Com sérios problemas na fala, utilizava-se de um computador capaz de emitir
sons agudos, metálicos, secos, semelhantes à voz humana, compreensíveis enfim.
A vida para ele perdera o sentido,
inconformado com aquela perda de autonomia. Perda perda perda, era só no que
pensava, já que permanecia completamente lúcido. Nada mais o mantinha ligado à
vida, as pessoas já não o interessavam, muito menos a política, o país, o
mundo.
Resolveu suicidar-se.
De que maneira suicidar-se quando se
perde a autonomia, a capacidade de ir e vir? Aldemir lembrou-se de Albert Camus
e seu enunciado sobre o suicídio, o único problema filosófico realmente
importante. Mas Camus não tratou do “como” suicidar-se, revoltava-se Aldemir,
imóvel em sua cadeira de rodas.
Além do que havia a cuidadora, ou melhor
dizendo, as inúmeras cuidadoras, 24 horas do dia ao seu lado, cuidando cuidando
cuidando, dirigindo a cadeira de rodas para lá e para cá, solícitas ao extremo,
alimentando-o nas horas marcadas com uma comida sem gosto, e o faziam não por
amor a ele, mas preocupadas em desempenhar a contento suas funções
profissionais, para que pudessem receber os régios pagamentos ao final de cada
mês. Deus queira que ele nunca morra!, diziam elas secretamente.
Mas ele desejava morrer.
Difícil parar de respirar. Ou parar
de alimentar-se. Esses atos despertavam logo a comoção na família, que
redobrava os cuidados com o enfermo. Enfermo?
Que enfermo? Morto, isso sim, pensava Aldemir.
Até que ele pediu uma cadeira de
rodas motorizada! A família recebeu a ideia como uma manifestação de vontade de
viver, e a cadeira, de última geração, foi providenciada imediatamente.
Cumprida a primeira etapa do plano,
pensou Aldemir.
Agora, era lidar com Alcilene, a
cuidadora dos períodos matutinos. Zelosa ao extremo, Alcilene não desgrudava de
seu paciente, dedicava-lhe atenção exclusiva, antecipava as vontades dele, a
cuidadora perfeita. Uma chata, pensava Aldemir.
Com o dedo mínimo esquerdo ele
conseguia mover a cadeira para frente, somente para frente. A família
elogiava-o, via naquilo um enorme progresso rumo à recuperação total. Pelo
menos, era o que diziam ao paciente, que ouvia com indisfarçável impaciência.
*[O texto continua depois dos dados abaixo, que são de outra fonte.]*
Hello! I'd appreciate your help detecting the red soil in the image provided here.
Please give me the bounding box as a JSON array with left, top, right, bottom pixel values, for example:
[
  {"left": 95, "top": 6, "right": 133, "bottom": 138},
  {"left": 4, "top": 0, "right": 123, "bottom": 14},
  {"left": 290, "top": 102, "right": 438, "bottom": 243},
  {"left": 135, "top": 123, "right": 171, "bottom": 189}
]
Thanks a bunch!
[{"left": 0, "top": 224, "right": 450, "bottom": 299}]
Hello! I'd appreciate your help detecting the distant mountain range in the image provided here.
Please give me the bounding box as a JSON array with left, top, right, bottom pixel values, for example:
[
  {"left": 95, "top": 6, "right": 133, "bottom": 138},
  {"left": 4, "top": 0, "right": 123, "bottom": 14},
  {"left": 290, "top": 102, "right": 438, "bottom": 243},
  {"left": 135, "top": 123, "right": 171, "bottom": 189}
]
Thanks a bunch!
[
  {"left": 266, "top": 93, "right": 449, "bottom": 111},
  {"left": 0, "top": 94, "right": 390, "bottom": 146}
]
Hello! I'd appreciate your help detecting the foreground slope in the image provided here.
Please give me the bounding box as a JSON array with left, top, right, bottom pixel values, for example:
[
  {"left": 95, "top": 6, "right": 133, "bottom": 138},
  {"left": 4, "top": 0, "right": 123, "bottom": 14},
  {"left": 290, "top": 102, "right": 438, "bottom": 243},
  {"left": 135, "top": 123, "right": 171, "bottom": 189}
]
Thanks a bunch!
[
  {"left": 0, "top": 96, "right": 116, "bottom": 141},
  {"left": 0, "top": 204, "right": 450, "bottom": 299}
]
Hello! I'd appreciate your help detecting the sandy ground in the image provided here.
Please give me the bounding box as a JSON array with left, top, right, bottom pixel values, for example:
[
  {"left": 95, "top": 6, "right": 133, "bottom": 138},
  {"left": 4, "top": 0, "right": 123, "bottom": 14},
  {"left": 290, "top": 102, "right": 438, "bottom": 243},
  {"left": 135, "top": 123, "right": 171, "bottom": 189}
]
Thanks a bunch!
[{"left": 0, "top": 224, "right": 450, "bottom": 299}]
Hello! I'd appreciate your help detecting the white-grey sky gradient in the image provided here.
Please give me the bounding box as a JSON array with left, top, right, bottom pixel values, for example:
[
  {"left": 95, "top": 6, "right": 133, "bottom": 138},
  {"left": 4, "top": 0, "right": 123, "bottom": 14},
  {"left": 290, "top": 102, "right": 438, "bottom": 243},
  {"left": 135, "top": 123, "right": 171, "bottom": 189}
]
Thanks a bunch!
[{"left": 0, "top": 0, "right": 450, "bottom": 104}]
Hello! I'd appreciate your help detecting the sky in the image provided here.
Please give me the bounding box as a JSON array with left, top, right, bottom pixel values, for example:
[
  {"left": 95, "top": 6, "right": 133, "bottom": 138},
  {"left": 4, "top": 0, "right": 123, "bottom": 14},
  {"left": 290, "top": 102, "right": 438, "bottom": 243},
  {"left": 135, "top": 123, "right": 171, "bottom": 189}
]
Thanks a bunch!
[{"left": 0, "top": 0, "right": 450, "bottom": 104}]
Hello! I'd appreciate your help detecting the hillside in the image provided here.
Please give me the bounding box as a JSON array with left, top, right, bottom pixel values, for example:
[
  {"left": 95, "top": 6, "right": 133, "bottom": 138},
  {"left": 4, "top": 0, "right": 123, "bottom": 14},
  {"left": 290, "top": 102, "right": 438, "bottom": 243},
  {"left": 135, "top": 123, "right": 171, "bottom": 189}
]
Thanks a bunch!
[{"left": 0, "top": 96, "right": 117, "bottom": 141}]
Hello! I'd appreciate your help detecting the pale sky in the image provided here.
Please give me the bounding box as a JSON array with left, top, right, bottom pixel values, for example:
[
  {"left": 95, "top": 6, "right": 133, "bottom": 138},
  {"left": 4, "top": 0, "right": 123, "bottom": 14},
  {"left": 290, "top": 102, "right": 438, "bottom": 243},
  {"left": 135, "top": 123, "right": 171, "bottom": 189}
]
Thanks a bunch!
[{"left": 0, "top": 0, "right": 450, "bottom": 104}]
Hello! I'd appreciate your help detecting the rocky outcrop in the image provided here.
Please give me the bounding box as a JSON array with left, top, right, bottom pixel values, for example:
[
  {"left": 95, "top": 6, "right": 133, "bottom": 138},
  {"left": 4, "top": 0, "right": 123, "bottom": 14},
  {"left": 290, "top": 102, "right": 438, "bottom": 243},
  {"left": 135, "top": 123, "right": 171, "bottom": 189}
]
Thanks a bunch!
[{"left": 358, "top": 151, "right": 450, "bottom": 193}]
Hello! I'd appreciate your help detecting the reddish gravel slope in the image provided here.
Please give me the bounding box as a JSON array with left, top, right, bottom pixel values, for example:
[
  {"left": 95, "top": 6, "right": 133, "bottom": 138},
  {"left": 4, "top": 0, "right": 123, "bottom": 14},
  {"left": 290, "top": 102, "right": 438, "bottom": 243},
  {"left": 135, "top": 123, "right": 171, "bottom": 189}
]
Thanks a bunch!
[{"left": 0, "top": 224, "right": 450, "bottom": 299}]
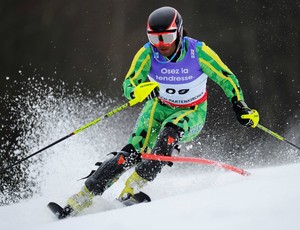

Segunda etapa: convencer Alcilene a
deixá-lo na beira da piscina para o banho de sol matutino. Ela costumava
deixá-lo no gramado da mansão dos Vasconcelos e Albuquerque Prado da Silva,
sempre bem longe da piscina. A ordem vinha de Dona Leontina Henriques
Vasconcelos e Albuquerque Prado (mantivera o sobrenome de solteira por parte de
pai, Henriques, e suprimira o famigerado da Silva, por parte do marido), esposa
de Aldemir, aquela que cuidava de tudo e de todos, a que mandava na casa.
Depois de muita insistência, a voz metálica do computador batendo em
pedra dura, Alcilene concordou, passou a estacionar a cadeira nas pedras de
Pirenópolis que recobriam as margens da piscina. No primeiro dia em que a
cuidadora deixou-o só, apenas um instantinho para ir ao banheiro, Aldemir
pressionou a pequena alavanca com o dedo mínimo esquerdo, e SPLAAASSSH!,
a cadeira e seu ocupante precipitaram-se na água, a cadeira emborcada, por
cima, o ocupante por baixo, invisível, submerso pelo peso da própria cadeira,
água espirrando por todo lado, um deus nos acuda.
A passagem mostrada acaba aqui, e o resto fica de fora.